Highly intelligent and assertive, she was part of a close-knit group of 10 articulate, well-educated, well-read and often politically involved women from the upscale enclave of Garden City, N.Y., who settled in Vero Beach when their husbands retired. Many were avid bridge players – Barbara Stark eventually became a life grand master.

Their names filled the local paper in their day: Cartnick, Schenkel, Stuart, Mitchell, Adams, Smith, Dennis, Condit, among others.

Elizabeth Schenkel was the first woman graduate of New York Law School. Marie Cartnick graduated from Radcliffe with honors. Barbara Stark graduated Phi Beta Kappa from DePauw University, editor of the college newspaper.
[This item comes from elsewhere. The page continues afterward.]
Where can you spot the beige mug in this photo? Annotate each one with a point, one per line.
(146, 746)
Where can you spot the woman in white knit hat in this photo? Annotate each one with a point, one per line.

They all shopped at Frances Brewster and Harold Grant on Ocean Drive, and all got their hair done by Bea at the Flamingo downtown, where the Asian restaurant Kata is today. When they all joined forces for a cause, there was no stopping them.

From McKee Botanical Garden to the museum to various musical causes, they rallied to create in Vero what they missed of Garden City – one of the husbands bought hundreds of records just before moving here, afraid of not having access to classical music.

All were proud of their long, traditional marriages.

“Divorce was not part of our group,” says Dick Stark. The men married their equals, and the women set their sights high.

“They zeroed in on us for sure,” says Dick Stark. “Otherwise, we wouldn’t have gotten to first base with any of them.”

Secure in retirement both emotionally and financially, the women went straight to work creating a cultural backdrop to their lives here.

In particular, Barbara Stark was active in the earliest incarnation of the Vero Beach Museum of Art, at one point chairing its Community Committee. For many years, the couple sponsored the Beaux Arts Ball fund-raiser.

“Barbara Stark was one of the most gracious and generous women I have had the good fortune to know in my life,” said Lucinda Gedeon, director of the museum. “Her contribution to the cultural life in Vero Beach was tremendous, not just to the museum but to the theater and beyond.”

 At the same time, Barbara Stark did not hesitate to support less glamorous causes, homelessness, grief counseling and family planning among them. One year, Dick and Barbara Stark were king and queen of a Mardi Gras-themed benefit for Planned Parenthood at Oak Harbor.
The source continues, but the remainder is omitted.